Cookies are small text files issued by websites to web browser software to keep visitors logged in once they have entered their password.
“We’d like your smartphone or smartcard-embedded finger ring to authorize a new computer via a tap on the computer, even in situations in which your phone might be without cellular connectivity,” the Googlers wrote.
Grosse and Upadhyay said they are currently experimenting with YubiKey, a tiny USB stick that implements highly secure “one time pad” cryptography to log in to Google services, as a replacement for passwords. In the future, they want similar authentication technology to work wirelessly and across all of a person’s online accounts.

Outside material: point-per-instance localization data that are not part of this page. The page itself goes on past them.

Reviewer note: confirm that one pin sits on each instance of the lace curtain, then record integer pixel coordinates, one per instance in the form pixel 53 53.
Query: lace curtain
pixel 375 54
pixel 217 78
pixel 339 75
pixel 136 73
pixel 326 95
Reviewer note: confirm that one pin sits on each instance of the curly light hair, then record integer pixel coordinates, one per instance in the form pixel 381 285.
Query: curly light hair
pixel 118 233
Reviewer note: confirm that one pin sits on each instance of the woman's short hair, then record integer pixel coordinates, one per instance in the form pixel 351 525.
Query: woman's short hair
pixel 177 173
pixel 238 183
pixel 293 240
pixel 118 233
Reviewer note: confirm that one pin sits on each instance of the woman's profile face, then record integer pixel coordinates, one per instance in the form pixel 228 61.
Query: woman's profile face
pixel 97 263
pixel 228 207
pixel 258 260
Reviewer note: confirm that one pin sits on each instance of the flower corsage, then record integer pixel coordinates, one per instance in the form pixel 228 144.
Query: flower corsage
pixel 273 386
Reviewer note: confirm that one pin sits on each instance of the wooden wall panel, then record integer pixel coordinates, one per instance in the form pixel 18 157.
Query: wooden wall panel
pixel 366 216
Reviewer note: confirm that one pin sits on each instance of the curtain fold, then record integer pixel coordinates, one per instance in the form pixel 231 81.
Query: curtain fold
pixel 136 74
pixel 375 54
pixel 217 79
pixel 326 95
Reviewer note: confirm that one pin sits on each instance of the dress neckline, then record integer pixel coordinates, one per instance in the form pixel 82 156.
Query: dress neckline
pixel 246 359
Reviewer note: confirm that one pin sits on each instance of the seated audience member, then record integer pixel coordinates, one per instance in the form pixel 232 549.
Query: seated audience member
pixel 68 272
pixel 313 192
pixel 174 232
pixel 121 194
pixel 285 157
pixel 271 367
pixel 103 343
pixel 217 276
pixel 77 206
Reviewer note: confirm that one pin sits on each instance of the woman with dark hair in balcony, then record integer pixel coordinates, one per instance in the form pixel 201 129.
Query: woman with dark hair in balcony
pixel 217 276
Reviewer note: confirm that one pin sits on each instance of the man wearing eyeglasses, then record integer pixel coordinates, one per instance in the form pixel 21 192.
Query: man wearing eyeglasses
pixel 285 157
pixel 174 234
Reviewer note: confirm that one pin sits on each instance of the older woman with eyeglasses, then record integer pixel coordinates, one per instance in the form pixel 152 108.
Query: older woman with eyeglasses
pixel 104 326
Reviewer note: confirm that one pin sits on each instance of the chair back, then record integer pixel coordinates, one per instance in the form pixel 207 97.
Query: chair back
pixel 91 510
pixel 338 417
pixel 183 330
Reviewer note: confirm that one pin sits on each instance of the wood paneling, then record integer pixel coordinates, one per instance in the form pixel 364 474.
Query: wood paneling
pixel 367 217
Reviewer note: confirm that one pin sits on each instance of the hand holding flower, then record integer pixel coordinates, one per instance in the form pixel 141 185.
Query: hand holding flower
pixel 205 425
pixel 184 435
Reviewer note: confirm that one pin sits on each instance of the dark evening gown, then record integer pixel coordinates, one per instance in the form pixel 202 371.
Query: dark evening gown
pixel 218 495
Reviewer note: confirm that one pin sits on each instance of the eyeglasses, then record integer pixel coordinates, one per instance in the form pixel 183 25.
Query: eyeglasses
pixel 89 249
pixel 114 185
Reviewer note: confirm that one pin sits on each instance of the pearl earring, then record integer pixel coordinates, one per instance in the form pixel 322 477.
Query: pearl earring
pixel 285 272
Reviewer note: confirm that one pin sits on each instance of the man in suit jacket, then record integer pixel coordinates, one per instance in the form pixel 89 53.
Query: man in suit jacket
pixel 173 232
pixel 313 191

“We’ll have to have some form of screen unlock, maybe passwords but maybe something else,” Grosse said, Wired reports. “But the primary authenticator will be a token like this or some equivalent piece of hardware.”
Security experts have pointed to the problems with passwords for years, and suggested alternatives, but none have been widely adopted because they would require web services to adopt standards.

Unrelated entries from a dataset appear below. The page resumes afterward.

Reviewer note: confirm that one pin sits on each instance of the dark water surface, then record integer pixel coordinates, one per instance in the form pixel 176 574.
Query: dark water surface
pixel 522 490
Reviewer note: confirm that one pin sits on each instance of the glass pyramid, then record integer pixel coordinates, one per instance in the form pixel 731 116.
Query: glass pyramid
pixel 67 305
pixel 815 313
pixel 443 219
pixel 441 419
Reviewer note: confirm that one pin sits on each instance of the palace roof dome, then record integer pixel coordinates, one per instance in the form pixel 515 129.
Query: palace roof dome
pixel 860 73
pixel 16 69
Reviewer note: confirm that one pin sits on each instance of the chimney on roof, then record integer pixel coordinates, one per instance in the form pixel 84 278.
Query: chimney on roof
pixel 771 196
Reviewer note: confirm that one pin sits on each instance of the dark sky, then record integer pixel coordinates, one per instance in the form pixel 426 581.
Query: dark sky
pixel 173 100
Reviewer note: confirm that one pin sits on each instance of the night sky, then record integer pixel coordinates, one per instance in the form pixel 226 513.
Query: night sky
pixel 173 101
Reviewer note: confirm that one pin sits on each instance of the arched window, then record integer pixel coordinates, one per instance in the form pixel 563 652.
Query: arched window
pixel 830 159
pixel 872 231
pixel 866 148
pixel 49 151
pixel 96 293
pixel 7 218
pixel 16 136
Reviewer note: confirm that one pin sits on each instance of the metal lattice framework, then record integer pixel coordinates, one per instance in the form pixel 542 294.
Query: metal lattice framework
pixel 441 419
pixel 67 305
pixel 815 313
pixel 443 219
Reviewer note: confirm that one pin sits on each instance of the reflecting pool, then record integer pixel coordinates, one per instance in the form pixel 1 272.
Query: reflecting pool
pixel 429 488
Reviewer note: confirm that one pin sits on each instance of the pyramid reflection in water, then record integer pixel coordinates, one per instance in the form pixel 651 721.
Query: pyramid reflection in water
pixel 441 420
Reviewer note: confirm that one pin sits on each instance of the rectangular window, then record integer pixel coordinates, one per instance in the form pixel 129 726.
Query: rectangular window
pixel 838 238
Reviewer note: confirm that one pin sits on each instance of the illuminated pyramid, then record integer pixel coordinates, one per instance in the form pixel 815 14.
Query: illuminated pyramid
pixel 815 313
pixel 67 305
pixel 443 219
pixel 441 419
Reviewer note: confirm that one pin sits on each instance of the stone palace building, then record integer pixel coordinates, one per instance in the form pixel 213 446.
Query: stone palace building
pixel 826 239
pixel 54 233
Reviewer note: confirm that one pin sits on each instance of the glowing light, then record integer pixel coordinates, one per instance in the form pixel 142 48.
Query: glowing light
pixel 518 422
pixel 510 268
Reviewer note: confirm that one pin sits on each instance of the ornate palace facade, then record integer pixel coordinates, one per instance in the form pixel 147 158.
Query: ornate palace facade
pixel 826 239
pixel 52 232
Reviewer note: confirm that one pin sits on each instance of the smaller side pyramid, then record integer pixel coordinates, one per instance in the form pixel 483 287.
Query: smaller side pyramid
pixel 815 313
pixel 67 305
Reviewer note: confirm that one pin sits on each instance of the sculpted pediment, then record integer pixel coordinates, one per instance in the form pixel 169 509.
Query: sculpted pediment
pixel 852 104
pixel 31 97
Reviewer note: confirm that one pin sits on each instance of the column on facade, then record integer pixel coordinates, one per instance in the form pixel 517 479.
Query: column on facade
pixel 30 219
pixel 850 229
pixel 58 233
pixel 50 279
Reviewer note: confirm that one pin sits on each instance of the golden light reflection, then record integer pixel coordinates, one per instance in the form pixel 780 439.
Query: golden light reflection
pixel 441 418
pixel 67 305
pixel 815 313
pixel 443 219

Grosse and Upadhyay’s paper is attracting attention because coming from the world’s biggest web company, it may stand a better chance of success.
“Others have tried similar approaches but achieved little success in the consumer world,” Grosse and Upadhyay wrote.
“Although we recognize that our initiative will likewise remain speculative until we’ve proven large scale acceptance, we’re eager to test it with other websites.”
Given the rivalries online and the low cost and ubiquity of passwords, progress remains a tall order, however. Bill Gates predicted the death of passwords at a security conference in 2004.